The lake, formed by Kingsley Dam, is a man-made body of water that is 22 mi long, 4 mi wide at its largest point, and 142 ft deep near the dam (at full capacity) – it was constructed between 1936 and 1941 and is fed by the North Platte River. When full, the reservoir has a capacity of 1740000 acre.ft, covers 35700 acre and has 76 mi of shoreline, making it the largest reservoir in Nebraska.

Lake McConaughy was constructed to store water for irrigation for The Tri-County, later renamed Central Nebraska Public Power and Irrigation District (CNPPID) hydro-irrigation project.
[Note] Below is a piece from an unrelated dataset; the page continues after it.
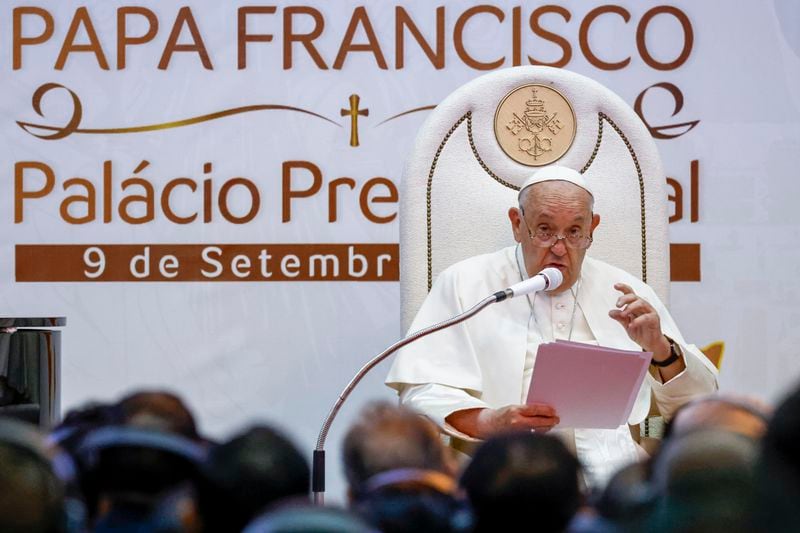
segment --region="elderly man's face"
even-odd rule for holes
[[[528,275],[536,275],[548,267],[558,268],[564,282],[553,293],[569,290],[580,276],[586,249],[567,246],[566,239],[559,239],[549,247],[540,247],[531,239],[531,234],[591,236],[600,223],[600,216],[592,214],[591,195],[567,181],[546,181],[528,187],[520,203],[522,209],[512,207],[508,217],[514,239],[522,245]]]

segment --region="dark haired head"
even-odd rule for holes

A hydro-electric plant was later added and went online in 1984.
The total cost of the Project was $43 million, paid by a $19 million PWA grant and a $24 million federal loan (the federal debt was paid off when the loan was refinanced in 1972; the refinanced portion of the debt was paid off in 1995). The Depression-era construction project provided jobs to more than 1,500 people. CNPPID, a political subdivision of the State of Nebraska, owns and operates the dam and reservoir and an associated hydroplant below the dam.

The source of water for Lake McConaughy is primarily the North Platte River. Water flows into the lake from a 32500 sqmi drainage area west of the dam. U.S. Bureau of Reclamation reservoirs on the North Platte River in Wyoming capture precipitation and snowmelt from the mountains and utilize the water for irrigation and hydroelectric production within the North Platte Projects. Return flows from these projects to the North Platte River make up a significant portion of the inflows to Lake McConaughy.

On the east side of Kingsley Dam is Lake Ogallala, commonly called the 'Little Lake'. Water flows out of Lake McConaughy through the Morning Glory tower, and out the other side of the dam through the hydroelectric plant into Lake Ogallala where the water continues flowing down the North Platte River. This smaller lake has rocky shores, but is well known for great camping and fishing.

Lake McConaughy is also a popular location for fishing, boating, water sports, camping and hunting.

The Nebraska Game and Parks Commission (NGPC) operates a State Recreation Area at the lake. NGPC's offices are at the Lake McConaughy Visitors Center just south of the dam. The Visitor Center contains a water interpretive center, gift shop, theater, and information office.

==Kingsley Dam==

Kingsley Dam is located at the east end of Lake McConaughy and was the second largest hydraulically filled earthen dam in the world (behind Fort Peck Dam) on the time of its completion. The dam was named for George P. Kingsley, a Minden, Nebraska banker, who worked with C. W. McConaughy to promote the project. The dam was built by pumping sand and gravel from the river bed to form its sides, while pumping a mixture of loess soil and water into the center of the structure to form its watertight core. Seepage of water under the dam is prevented by a wall of interlocked sheet piling driven 30 to 160 ft deep and tied into the impervious Brule clay formation that lies beneath the dam. The dam's face is protected by more than a million tons of rock in several layers and more than 180,000 "jackstones," (rebar-reinforced concrete tetrahedrons), each weighing 800 lb. The dam is 162 ft tall, 3.1 mi long, and 1100 ft wide at its base.

The Kingsley Hydroplant, which went on-line in 1984, is situated below the south end of the dam.